# Wolverine Retriever Club Field Trial Final Results



## Nobility_Retrievers (Sep 17, 2005)

Wolverine Retriever Club hosted our 100th AKC Field Trial on May 18-20, 2007 in Metamora Michigan, Northeast of Detroit 
The judges were
Lynne K Dubose Open All Age
Glenn Lokay Open All Age
Steve Robben Amateur 
Mike Johnston Amateur
Jim F Powers Qualifying
Valerie Chappell Qualifying
Terry Bothwell Derby
Bruce Borkovich Derby


----------



## Nobility_Retrievers (Sep 17, 2005)

*Partial Results*

Open
1st FTCH Gunner , Flight Interceptor O/H Greg Seddon
2nd Maxflys Lumpy Jerry and Barb Younglove =Jerry
3rd Bager State Ram Kicker Jim and Judy Powers = Judy
4th FC AFC Sallys South Paw O/H Jim Dorobek
RJ FC AFC Jaybars Westshore Beau O/H Jerry Kamphuis
JAM Westshore Gunner O/H Jerry Kamphuis


----------



## Nobility_Retrievers (Sep 17, 2005)

Derby

1st Goldbriars Copper Bullet O/H Joesph and Dotty Wattlesworth = Joe
2nd Adams Acres Mia Mio O/H Jeff Adams and Mary Hurley = Jeff
3rd RPM Glacier O/H Roger and Pat Magnusson = Roger
4th Adams Acres Mia Fen O/H Jeff Adams 
RJ Counterpoints Sidekick O/H Roger and Dianne Herpoisheimer = Roger
Jam Wheres Theres Smoke O/H Vic Felger
Jam Adams Acres Little Portage River O/H Jeff Adams 
Jam Lonestar Diamondback O/H Joanne and Roy Mackey = Joanne
Jam Port of Call O/H Vic Felger


----------



## Nobility_Retrievers (Sep 17, 2005)

Amateur 
1st AFC Skywatch Like a Rock Ray and Lou Vreeland = Lou
2nd FC L & L Black Tie Affair Howard Simson
3rd FC AFC Jaybars Westshore Beau Jerry Kamphuis
4th FC AFC CFC RPM Forger Roger and Pat Magnusson = Roger
No Jams

Qualifying
1st Skywatch Maverick Ray and Lou Vreeland = Ray
2nd Jaybars Dark as Night Renee Schulte
3rd NTK's Sportster Deb Stukey
4th Where Theres Smoke Vic Felger
RJ Adacs Rock "N" Rye Carl and Elsie Cada = Carl
JAM Magiclabs I'm Ya Huckelberry Bruce Borkovich


----------



## MardiGras (Feb 9, 2004)

Congratulations, Greg & Gunner!!!!!!


----------



## Becky Mills (Jun 6, 2004)

Way to go Copper - AGAIN!!!


----------



## Judy Chute (May 9, 2005)

> Derby
> 
> 1st Goldbriars Copper Bullet O/H Joesph and Dotty Wattlesworth = Joe


WOW!!  Congratulations... !

Goldbriar's Copper Bullet ** "Copper" 

National Derby List 2007


----------



## Becky Mills (Jun 6, 2004)

Way to go Howard and Tie on your Am second!


----------



## Aaron Homburg (Sep 23, 2005)

*con*

Way to go Greg and Gunner!!!

Aaron


----------



## Angie B (Sep 30, 2003)

*Re: con*



Aaron Homburg said:


> Way to go Greg and Gunner!!!
> 
> Aaron


Ditto!!! Congrats!

Angie


----------



## Wayne Dibbley (Jul 20, 2005)

*Congrats*

To everyone,

Way to go Jerry and Lumpy, Jim and Lefty, and NICE job Howard with Tie!!!!!

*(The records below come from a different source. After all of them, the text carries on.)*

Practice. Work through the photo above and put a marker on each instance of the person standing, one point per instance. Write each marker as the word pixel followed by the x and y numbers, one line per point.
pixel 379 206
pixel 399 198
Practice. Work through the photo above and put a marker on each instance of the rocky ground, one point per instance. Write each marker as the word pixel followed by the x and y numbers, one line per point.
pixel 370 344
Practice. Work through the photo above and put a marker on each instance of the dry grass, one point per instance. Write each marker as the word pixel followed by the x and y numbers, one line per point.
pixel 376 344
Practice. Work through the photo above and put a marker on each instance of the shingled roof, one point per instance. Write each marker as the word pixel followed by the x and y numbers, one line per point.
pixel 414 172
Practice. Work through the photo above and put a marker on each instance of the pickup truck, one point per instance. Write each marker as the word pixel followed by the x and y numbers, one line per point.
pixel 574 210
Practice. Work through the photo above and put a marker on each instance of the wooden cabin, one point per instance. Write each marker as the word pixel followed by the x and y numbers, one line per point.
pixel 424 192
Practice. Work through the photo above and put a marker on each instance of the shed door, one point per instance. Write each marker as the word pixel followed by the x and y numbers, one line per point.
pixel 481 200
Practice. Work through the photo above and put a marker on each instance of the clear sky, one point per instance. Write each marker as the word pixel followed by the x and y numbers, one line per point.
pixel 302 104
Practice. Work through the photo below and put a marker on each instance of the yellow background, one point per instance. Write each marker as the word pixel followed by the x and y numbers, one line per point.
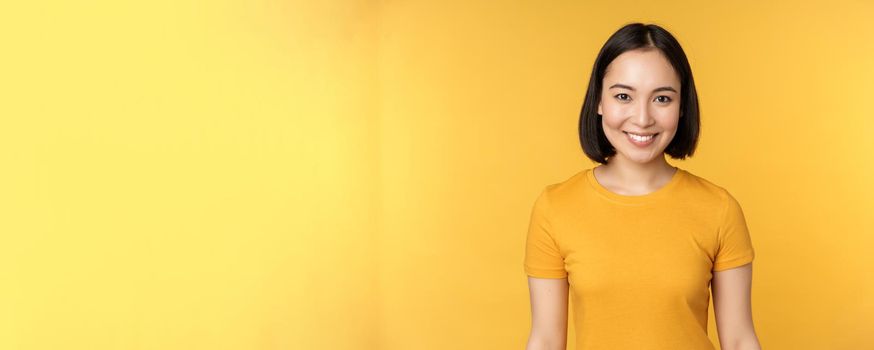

Also great win for a brown dog with Gunner and Greg.

Was a great trial, with some serious set ups on the Am...and good entries and great dogs in all classes.

Congrats,

Wayne Dibbley


----------



## ducksoup (Oct 3, 2005)

Congrats to everybody -- sounds like a great FT


----------



## Justone' (Mar 28, 2005)

*CONGRATS*

CONGRATS TO THE VREELANDS FOR THE AM WIN, AND Q WIN.
THANK YOU FOR MAKING MY PUPPY LOOK SO GOOD. GUESS I PICKED YOU A GOOD ONE, EH!
JEN WALLACE  
(TO NOTE ANY CONFUSSION, MAVERICK IS A PUP THEY BOUGHT FROM MY FEMALE) 8)


----------



## Wayne Dibbley (Jul 20, 2005)

*AFC Skywatch Like a Rock*

Congrats Jen is this your dog?

Didn't see the Q but watched Lou run AFC Skywatch Like a Rock in the Am....

WOW and a great looking dog too.

Wayne Dibbley


----------



## Angie B (Sep 30, 2003)

A big Congrats to Jerry and Lumpy! That gal is making one heck of a come back. Hard to believe a career ending injury was anything but. Must have been all that TLC.... :wink: 

Angie


----------